We haven’t had time to study the local plan documents in detail yet so I’ll cover that in future columns but we can look at some of the changes in legislation.
The day after the Queen’s speech, the Levelling Up and Regeneration Bill received its first reading in the House of Commons.
A government policy paper published with the Bill provides more details of the government’s many proposed changes to the planning system.
Local design codes will become mandatory but we already have design guidelines in the Vale so that won’t make much difference.
The Bill says that the current combination of Section 106 agreements, which specify how developer contributions to infrastructure will be spent, and the Community Infrastructure Levy (CIL), which allows the Council to decide how the money will be spent, will be replaced by a new Infrastructure Levy but it doesn’t currently sound much different – I guess the devil will be in the detail.
There will be a new requirement for local authorities to prepare infrastructure delivery strategies to outline how the money will be spent and what the spending priorities are.

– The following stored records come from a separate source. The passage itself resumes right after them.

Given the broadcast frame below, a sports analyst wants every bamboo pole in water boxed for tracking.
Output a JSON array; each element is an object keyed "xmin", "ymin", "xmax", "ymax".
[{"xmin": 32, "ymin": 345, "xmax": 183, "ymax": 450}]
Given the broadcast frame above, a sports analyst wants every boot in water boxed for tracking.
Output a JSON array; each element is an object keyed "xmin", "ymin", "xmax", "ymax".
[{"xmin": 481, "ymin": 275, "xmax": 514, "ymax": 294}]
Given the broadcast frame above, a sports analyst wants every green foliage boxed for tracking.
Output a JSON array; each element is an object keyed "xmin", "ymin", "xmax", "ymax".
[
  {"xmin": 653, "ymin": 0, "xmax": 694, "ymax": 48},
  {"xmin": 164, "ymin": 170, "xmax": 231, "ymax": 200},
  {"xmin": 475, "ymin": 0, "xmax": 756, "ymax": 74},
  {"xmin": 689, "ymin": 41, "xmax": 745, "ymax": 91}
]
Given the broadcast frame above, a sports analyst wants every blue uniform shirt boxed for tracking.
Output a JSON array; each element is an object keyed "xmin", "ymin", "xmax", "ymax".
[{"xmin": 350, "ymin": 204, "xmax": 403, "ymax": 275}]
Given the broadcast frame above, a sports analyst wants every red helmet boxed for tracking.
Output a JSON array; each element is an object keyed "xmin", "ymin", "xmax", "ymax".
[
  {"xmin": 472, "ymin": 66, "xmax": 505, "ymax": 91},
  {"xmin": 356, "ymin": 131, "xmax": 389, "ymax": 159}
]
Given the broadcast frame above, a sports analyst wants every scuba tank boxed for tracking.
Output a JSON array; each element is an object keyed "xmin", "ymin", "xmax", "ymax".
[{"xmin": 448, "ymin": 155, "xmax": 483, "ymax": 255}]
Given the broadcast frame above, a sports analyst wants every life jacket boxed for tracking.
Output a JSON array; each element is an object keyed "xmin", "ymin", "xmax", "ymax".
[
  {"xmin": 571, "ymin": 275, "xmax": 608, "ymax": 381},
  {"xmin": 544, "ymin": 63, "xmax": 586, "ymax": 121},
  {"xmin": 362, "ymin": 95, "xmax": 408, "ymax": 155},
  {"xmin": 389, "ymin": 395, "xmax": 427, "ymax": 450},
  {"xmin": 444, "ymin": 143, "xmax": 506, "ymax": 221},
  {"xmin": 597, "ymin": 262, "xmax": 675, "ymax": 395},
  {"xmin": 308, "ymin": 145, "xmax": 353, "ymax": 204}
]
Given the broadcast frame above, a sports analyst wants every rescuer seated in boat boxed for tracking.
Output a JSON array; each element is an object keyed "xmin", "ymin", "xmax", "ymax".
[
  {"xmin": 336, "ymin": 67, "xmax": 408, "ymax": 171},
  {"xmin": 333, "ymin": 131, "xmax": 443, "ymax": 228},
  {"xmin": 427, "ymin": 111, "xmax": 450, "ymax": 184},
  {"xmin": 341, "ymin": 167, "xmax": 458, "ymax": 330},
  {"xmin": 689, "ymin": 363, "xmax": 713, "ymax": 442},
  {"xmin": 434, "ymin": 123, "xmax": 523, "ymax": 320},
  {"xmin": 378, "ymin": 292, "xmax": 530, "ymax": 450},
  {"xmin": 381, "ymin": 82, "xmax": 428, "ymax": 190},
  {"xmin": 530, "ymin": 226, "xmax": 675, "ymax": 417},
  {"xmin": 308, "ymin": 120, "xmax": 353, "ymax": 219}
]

But given the cancellation of our new leisure centre and the lack of a published leisure strategy for the Vale I don’t have confidence that any strategy would be followed anyway.
The Bill also requires each local plan to be limited to locally specific matters such as allocating land for development, detailing required infrastructure and setting out principles of good design.
It says that "General policies on issues that apply in most areas will be set out nationally and contained in a suite of National Development Management Policies, which will have the same weight as plans”.
So less local democracy then.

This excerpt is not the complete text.